Susli believes the government could help Fintech companies and banks in accessing the data of people who are outside of the mainstream financial system today, to verify identity and have access to their prior credit performance. Secondly, the government could do direct investment in creating high-quality, job-ready education institutions, or make it easier for the private sector to come in and do that. Susli applauds OJK for allowing fintech companies to operate in this space to innovate and test the market. If the government continues to allow fintech companies to understand their customer base better, it would help significantly in becoming better at what they do as solution providers.
The Next 5 Years
Susli believes that the demand for student loans and high quality higher education will only increase. The labor market demand and the spending power of the consumers will influence this as well. She has no doubt that as the market grows, other players are going to start coming into the space. This way consumers will have options and it is important that (lenders) compete in a healthy way to allow the quality improvement of the higher education landscape.
A World Bank study showed that if you come from the lowest income quintile, you have a 5% chance at best to access higher education. and if you come from the top 20% of the population, you have a 50-60% chance of accessing it. It is not a perfect correlation, but there’s sort of an income factor here. if financing is no longer an issue, schools will have to compete not on the basis of who can afford it, but really on what they’re offering.
Susli is also wary that in their good intent to push for student loans, governments might inevitably introduce market distortions, that will result in lower competitiveness, or even worse, result in a broad perception that student loan is a bad thing. In the 80s, Indonesia had something called Kredit Mahasiswa Indonesia, which is government-backed and in the end experienced a very high default. So many people have been asking, “isn’t student loan a bad thing? doesn’t that mean were saddling them with a lot of debt?”

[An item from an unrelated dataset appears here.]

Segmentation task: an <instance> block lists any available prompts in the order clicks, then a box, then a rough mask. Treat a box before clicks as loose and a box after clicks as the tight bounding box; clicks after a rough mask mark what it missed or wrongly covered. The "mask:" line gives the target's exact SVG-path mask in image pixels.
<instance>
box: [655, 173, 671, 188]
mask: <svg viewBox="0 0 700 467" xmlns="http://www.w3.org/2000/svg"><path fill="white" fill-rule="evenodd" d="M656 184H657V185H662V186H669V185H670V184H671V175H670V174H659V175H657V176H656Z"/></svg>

Susli is about to set the record straight; credit as a concept in and of itself isn’t necessarily a good or bad thing. It’s a mechanism to smooth out expenditure as people can borrow against their future earnings, and that’s what a student loan ultimately is. Susli thinks the challenge is not whether or not student loan is bad or good; but the challenge is how do you make sure that as the government sets policies, all the incentives are aligned to create something that is ultimately beneficial to the society.